The lesson. You feed the wolf to sic on someone else, remember he's got an appettite so when you stop feeding him, you better hope there are more sheep around. (A lesson some of the more moderate Islamic governments who discretely finance terrorist would do well to learn when they stop paying them).

itsbeenfun2000

getting back on the subject, if the GOP continues to block all legislation because they want to see Obama fail what then?

Noelle

Then come 2012 they'll spin it and go SEE LOOK THE DEMOCRATS DON'T DO ANYTHING and probably take office because of the extremely narrow and short attention span of the American people.

This post brought to you by: Optimism!

Trieste

*just sighs and nods*

And people are screaming about UI expiring. Ahem. *pulls out soapbox and stands on* This is what happens, America, when you elect the fucking "small-government" Tea Party. You get smaller government, all right.

Trieste


mystictiger

On the Piracy question - there is a signficant flow of ransom received to terrorists. In the area. Paying them off will just create problems down the line. Kind of like arming Bin Ladin via the Pakistanis back when he was a good anti-Soviet terrorist.

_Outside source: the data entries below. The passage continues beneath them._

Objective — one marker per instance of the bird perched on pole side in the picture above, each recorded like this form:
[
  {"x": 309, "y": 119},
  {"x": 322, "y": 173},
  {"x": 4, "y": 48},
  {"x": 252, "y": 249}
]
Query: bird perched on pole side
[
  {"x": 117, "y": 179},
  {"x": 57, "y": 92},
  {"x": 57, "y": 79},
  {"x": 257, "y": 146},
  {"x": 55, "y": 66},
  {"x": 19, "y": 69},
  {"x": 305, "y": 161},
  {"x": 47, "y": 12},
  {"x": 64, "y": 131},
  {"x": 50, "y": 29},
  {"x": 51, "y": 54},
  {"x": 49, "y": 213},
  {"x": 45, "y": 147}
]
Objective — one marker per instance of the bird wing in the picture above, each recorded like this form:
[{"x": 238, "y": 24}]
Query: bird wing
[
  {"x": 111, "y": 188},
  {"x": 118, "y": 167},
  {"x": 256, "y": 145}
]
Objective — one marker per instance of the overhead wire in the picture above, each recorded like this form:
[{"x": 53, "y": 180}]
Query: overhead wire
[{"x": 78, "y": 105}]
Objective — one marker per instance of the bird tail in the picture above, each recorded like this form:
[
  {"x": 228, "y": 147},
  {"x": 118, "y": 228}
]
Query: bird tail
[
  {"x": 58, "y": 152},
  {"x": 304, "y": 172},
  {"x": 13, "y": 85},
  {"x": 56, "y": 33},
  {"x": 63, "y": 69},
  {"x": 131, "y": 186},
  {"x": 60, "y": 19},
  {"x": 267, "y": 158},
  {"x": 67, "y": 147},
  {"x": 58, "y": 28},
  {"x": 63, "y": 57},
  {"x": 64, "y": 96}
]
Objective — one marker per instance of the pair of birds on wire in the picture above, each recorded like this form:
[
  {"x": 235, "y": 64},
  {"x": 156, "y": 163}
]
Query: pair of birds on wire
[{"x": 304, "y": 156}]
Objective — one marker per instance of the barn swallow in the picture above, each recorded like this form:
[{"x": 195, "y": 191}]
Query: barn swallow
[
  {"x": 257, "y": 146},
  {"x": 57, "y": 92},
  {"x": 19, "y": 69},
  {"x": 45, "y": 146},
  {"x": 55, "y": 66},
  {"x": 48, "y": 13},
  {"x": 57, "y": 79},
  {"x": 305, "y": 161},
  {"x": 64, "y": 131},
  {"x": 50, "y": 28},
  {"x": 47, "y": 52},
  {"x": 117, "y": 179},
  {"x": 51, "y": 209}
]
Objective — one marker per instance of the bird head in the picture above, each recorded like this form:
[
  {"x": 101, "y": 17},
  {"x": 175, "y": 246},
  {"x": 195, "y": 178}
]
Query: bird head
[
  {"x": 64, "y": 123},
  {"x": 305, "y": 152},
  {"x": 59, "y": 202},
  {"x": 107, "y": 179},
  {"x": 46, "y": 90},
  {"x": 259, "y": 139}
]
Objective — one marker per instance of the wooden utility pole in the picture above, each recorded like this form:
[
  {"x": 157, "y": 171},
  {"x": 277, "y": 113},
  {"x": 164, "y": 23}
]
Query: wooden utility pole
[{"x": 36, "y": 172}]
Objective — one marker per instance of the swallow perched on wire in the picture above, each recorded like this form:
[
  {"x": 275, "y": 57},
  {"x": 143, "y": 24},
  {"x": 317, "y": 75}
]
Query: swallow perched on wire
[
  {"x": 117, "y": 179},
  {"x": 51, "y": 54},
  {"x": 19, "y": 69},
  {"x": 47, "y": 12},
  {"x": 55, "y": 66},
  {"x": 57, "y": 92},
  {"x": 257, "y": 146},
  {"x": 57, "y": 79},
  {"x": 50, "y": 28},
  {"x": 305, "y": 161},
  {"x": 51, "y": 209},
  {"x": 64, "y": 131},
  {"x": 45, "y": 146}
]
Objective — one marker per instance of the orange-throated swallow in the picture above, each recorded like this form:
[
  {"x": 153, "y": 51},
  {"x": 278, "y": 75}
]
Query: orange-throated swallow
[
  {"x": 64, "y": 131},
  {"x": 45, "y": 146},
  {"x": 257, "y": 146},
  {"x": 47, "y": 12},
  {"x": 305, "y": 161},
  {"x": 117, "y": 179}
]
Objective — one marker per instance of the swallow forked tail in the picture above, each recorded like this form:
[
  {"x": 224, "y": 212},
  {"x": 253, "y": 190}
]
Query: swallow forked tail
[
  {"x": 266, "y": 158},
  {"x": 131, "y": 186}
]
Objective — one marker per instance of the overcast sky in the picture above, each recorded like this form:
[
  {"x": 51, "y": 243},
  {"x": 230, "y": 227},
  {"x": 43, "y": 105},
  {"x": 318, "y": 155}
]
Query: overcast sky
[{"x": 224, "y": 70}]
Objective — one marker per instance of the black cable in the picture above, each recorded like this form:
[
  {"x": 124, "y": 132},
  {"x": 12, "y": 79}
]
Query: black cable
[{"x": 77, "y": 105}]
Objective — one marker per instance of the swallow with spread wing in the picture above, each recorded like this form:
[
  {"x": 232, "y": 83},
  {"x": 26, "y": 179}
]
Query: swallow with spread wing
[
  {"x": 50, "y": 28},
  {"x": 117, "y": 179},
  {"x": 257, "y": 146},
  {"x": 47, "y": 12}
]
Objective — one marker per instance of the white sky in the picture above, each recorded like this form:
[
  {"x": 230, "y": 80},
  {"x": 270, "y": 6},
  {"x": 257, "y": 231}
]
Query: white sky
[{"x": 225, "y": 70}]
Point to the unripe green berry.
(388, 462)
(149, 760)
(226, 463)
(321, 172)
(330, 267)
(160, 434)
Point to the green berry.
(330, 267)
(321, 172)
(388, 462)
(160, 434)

On the question of what Obama has done - shock horror - a president takes measures to keep himself in power and prep things for a second term bid.
Want a system game? I got system games!

Trieste

Quote from: mystictiger on December 07, 2010, 07:27:31 PM
On the question of what Obama has done - shock horror - a president takes measures to keep himself in power and prep things for a second term bid.

Please don't be dismissive. I don't want two years of this, and I'm frustrated with the President for bowing to it. I hope that the Dems in the Senate don't pass it. He claims he made the deal because it will stimulate the economy, but I don't really see how maintaining the status quo will do that. I'm glad the made the extension of UI part of the deal - it's hurtful to think of millions getting cut off on top of months of joblessness - but the tax cuts extended to the top percentages of the country do nothing for us. Nothing. It goes into a bank account somewhere to rot.

Callie Del Noire

Quote from: mystictiger on December 07, 2010, 07:27:31 PM
On the Piracy question - there is a signficant flow of ransom received to terrorists. In the area. Paying them off will just create problems down the line. Kind of like arming Bin Ladin via the Pakistanis back when he was a good anti-Soviet terrorist.

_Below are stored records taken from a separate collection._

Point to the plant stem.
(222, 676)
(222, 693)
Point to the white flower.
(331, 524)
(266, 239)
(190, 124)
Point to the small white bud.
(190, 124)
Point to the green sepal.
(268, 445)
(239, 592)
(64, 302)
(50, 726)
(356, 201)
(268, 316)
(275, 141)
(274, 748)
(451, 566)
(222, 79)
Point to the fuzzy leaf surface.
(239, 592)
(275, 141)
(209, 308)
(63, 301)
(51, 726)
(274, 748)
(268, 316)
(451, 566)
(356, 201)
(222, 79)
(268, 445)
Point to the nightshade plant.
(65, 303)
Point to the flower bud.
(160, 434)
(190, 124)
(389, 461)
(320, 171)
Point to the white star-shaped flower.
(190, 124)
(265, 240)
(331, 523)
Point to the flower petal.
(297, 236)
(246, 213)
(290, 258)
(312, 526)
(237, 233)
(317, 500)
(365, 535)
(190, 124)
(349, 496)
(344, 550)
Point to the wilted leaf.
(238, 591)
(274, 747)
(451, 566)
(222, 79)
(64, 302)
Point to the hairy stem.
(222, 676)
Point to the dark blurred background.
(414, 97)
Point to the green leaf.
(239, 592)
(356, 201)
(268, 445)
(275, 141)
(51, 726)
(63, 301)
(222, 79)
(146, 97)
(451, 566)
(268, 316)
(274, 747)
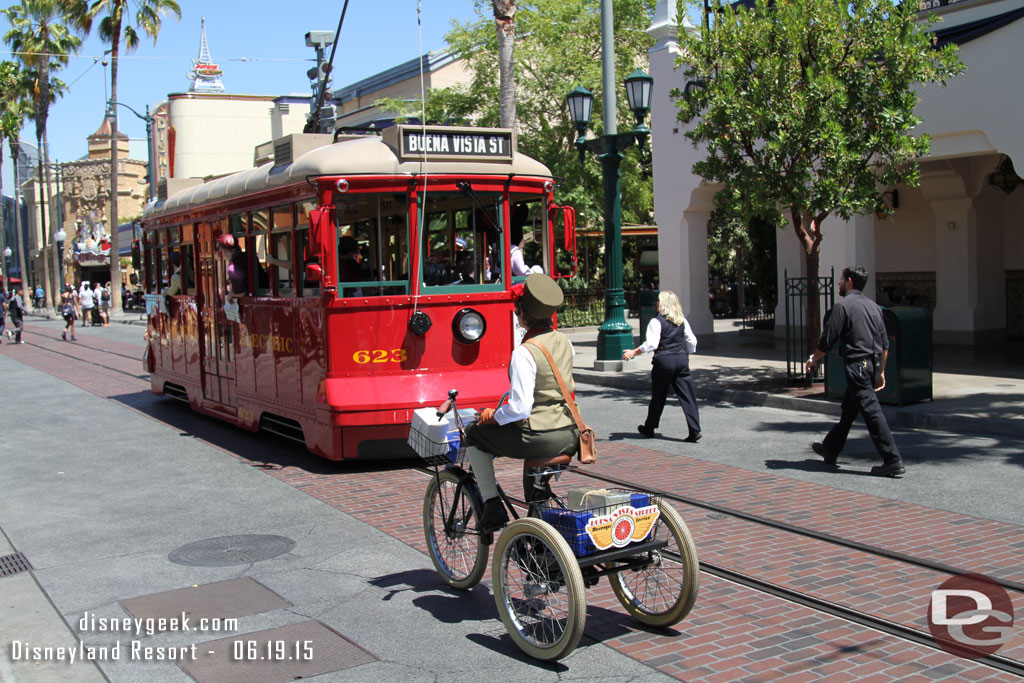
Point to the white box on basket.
(589, 499)
(430, 435)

Not commenting on the President's action.. I'm split on the move.

As for the Piracy issue.. someone a while back asked why they (the ships) go elsewhere instead of the waters.. well.. Somalia sits on the entrance to the Red Sea.. if you want to use the Suez, you have to all but go through their waters (save a very small segment of ocean by the other side.) Sort of like transiting into the gulf, you have to pass within missle range of the Iranians. (not a fun transit in a carieer let me tell you, sitting in a plane on deck with the systems up, watching the missile radar pop up and down along the west side of the group)

Serephino

Obama is between a rock and hard place right now.  He really wanted UI to continue, but the Republicans refused to let him unless he extended ALL the tax cuts.  That's how the Republicans play ball.  They make demands and dig in their heals until they get their way.  I can only pray the American people see that these stupid Republicans are the problem....

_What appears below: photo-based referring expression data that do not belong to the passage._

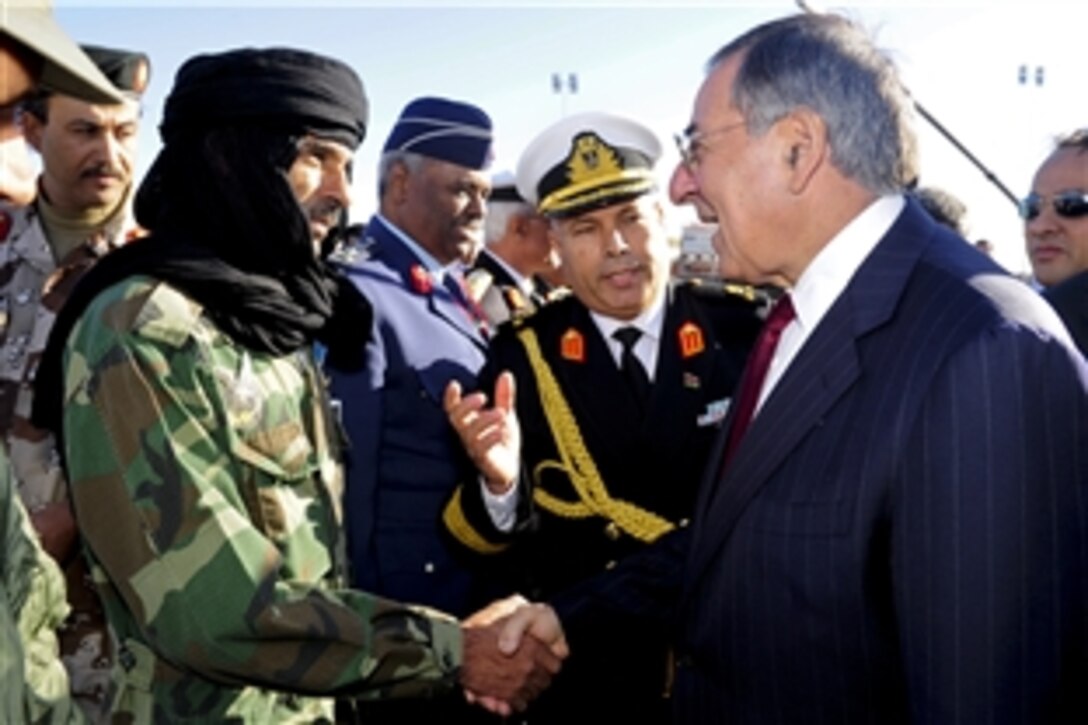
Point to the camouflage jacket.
(33, 286)
(207, 491)
(34, 687)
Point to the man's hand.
(56, 527)
(503, 668)
(492, 437)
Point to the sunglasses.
(1067, 205)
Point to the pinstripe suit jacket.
(902, 533)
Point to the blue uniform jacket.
(404, 458)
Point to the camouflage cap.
(66, 69)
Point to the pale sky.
(644, 60)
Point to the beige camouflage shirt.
(33, 286)
(207, 486)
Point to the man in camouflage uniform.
(34, 686)
(196, 431)
(81, 212)
(506, 274)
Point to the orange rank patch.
(514, 298)
(691, 340)
(572, 346)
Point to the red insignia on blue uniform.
(572, 346)
(420, 280)
(691, 340)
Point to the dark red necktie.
(455, 284)
(755, 371)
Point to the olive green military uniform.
(34, 687)
(34, 284)
(206, 489)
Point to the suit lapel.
(818, 379)
(594, 385)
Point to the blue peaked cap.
(445, 130)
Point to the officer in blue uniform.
(616, 394)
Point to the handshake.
(511, 650)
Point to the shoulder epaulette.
(479, 281)
(351, 253)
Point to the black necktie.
(631, 367)
(457, 290)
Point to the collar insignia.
(691, 340)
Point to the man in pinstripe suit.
(901, 532)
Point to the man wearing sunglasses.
(1055, 229)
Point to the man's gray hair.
(830, 65)
(411, 161)
(499, 214)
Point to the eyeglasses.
(1067, 205)
(691, 143)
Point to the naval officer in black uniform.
(595, 415)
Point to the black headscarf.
(225, 226)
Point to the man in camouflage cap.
(620, 389)
(81, 212)
(198, 443)
(34, 686)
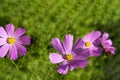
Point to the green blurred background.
(45, 19)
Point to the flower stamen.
(87, 44)
(68, 57)
(11, 40)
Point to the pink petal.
(63, 68)
(21, 49)
(95, 35)
(92, 36)
(2, 41)
(57, 45)
(3, 32)
(78, 44)
(78, 63)
(25, 40)
(4, 50)
(13, 52)
(19, 32)
(81, 54)
(55, 58)
(10, 29)
(105, 36)
(109, 42)
(68, 42)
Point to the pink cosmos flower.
(12, 42)
(90, 42)
(107, 43)
(70, 56)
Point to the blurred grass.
(45, 19)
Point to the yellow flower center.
(10, 40)
(68, 57)
(87, 44)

Even Bush did this.  I still remember when he asked for more money for Iraq and Congress tried to give to him with the condition that he pull out by a certain time.  He refused to accept that.  He kept turning the money down, and called Congress Un American because they weren't giving him the money to fund our troops.  Eventually Congress had to cave and give him the money without strings so the troops wouldn't suffer.

They don't care what damage they cause, as long as they get their way.  I swear, had Obama not extended tax cuts for the wealthiest, they would have kept blocking Unemployment out of spite and things would have gotten worse.  They wouldn't have cared.  Like I said, they're a bunch of two year olds that need a time out and good spanking.